If working together, A and B complete 2 projects in 12 hours, how do you show that working separately, it may take over 24 hours to do 2 projects?

Question

Here is a semi-algebraic explanation. Suppose $A$ works faster than $B$. Imagine that $A$ and $B$ start working on their separate projects at the same time. $A$ completes his project in time $t < 12$ hours. Suppose $A$ now helps $B$ to complete his project.

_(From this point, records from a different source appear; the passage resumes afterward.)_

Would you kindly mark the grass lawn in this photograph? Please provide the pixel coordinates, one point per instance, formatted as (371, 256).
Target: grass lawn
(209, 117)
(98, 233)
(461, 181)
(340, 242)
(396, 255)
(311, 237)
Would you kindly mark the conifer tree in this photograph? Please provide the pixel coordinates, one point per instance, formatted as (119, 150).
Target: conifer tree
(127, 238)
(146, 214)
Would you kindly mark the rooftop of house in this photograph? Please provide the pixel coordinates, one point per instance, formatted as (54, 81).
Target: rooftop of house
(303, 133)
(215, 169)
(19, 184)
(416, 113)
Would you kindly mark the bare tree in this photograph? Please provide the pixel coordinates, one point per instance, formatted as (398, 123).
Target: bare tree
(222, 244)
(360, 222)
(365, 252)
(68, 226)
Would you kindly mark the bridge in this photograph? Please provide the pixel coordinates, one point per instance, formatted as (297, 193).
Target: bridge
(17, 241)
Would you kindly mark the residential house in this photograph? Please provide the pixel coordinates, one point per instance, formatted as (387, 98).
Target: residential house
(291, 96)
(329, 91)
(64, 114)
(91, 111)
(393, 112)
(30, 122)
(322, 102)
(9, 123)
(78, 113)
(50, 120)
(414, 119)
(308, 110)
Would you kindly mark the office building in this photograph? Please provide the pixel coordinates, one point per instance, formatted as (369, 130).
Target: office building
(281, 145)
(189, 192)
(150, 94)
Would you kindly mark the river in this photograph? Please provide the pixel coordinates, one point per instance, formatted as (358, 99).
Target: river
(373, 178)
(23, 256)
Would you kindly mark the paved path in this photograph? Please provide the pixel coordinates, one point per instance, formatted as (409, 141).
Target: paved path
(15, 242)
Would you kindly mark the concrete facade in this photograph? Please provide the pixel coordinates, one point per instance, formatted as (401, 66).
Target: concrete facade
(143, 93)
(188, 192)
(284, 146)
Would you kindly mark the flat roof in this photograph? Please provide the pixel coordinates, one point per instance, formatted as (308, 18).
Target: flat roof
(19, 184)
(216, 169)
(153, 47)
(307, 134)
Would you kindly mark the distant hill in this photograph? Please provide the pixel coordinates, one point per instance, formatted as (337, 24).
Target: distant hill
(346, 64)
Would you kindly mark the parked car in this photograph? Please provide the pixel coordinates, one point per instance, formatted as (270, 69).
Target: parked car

Since $A$ and $B$ are working together the whole time, the total time to complete the $2$ projects is $12$ hours, and the total time for the two of them is $12 + 12 = 24$ hours. Since $A$ does not actually help $B$ after $t$ hours, $B$ must do the same work that $A$ did in $12 - t$ hours. Since $B$ works slower than $A$, this will take more than $12 - t$ hours, so the total time for the two of them to complete their projects must be greater than $24$ hours.

How do you express this argument using algebraic equations related to rates and times?

I gave this some thought and the algebra is fairly simple, though I don't see any way to relate it to the explanation I gave. Together A and B can do a project in an hour, so their combined work rate is 1/6 and their individual rates are 1/12+x and 1/12-x. For notational convenience, let c=1/12. The total time to complete the two projects is $t = 1/(c+x) + 1/(c-x) = 2c/(c^2 - x^2)$, which will be minimal when $c^2 - x^2$ is maximal, which will be for x=0, giving $t>=2c/c^2 = 2/c$. For c=1/12, this is t=24.

Answer 1

In the twelve hours, $A$ completes $1+d$ projects and $B$ completes $1-d$ projects.

This means that $A$ takes $\frac{12}{1+d}$ hours to complete a project, and $B$ takes $\frac{12}{1-d}$ hours.

Adding these together gives $\frac{24}{1-d^2}$, which is greater than $24$ if $d\ne0$.